Rotina de atendimento alterada

Larissa conta que, hoje, todo familiar que procurar a agência onde ela atua recebe máscaras na entrada, além de ter álcool em gel disponível. E, se antes iam até cinco parentes ao local, seja para fazer orçamento ou já para contratar o serviço, agora pode entrar somente uma pessoa.

Há dois anos ajudando na remoção e preparação de corpos para enterros, além da organização do velório — ou fazendo "o serviço do fim da vida", como ela define —, Larissa diz que ainda não atendeu a nenhum óbito por Covid-19, mas recentemente presenciou, a distância, o enterro de uma vítima da doença.

"Os agentes estavam paramentados — com roupas de proteção —, mas não havia nenhum parente.
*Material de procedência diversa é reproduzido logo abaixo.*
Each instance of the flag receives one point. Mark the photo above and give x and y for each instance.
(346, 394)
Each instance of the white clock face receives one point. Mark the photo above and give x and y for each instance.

Na última semana, fiz um velório em que o caixão estava fechado, já cumprindo essa medida da Justiça, e tinha sete familiares na capela. Nunca fiz algo com pouca gente assim", descreve.

A estudante de enfermagem, porém, já realizou o enterro de uma vítima de tuberculose, cujo caixão também deve ser lacrado. E frisa que nunca sentiu medo do contato com corpos dos quais as vítimas contraíram doença infectocontagiosa.

"Me assustei uma única vez, quando removi um corpo de uma pessoa que tinha o HIV. Às vezes tem abcesso, nossa luva pode rasgar. Aí penso na família. Moro com minha mãe e padrasto. Hoje, a preocupação é sair em meio à quarentena, porque meu serviço é considerado essencial, então estou me expondo e expondo quem mora comigo."

Chimarrão em meio a túmulos

A estudante de enfermagem conta que sempre quis trabalhar com medicina legal, até se encantar com o curso de tanatopraxia, que é a técnica de conservação de cadáveres. Como já tinha por hobby visitar cemitérios nas horas vagas, decidiu que lidar com corpos seria a sua carreira.

"Em dia de folga, costumo pegar o chimarrão e ir ao cemitério. Não sei explicar esse gosto, porque minha família tem pavor. E, depois que fiz esse curso, sabia que a minha meta de vida era lidar com mortos", afirma.

Para estudar, Larissa teve contato com vários tipos de corpos, inclusive de crianças. "Já fiz alguns sepultamentos de natimorto, e às vezes é o primeiro filho do casal. Lidar com essa dor é bem complicado."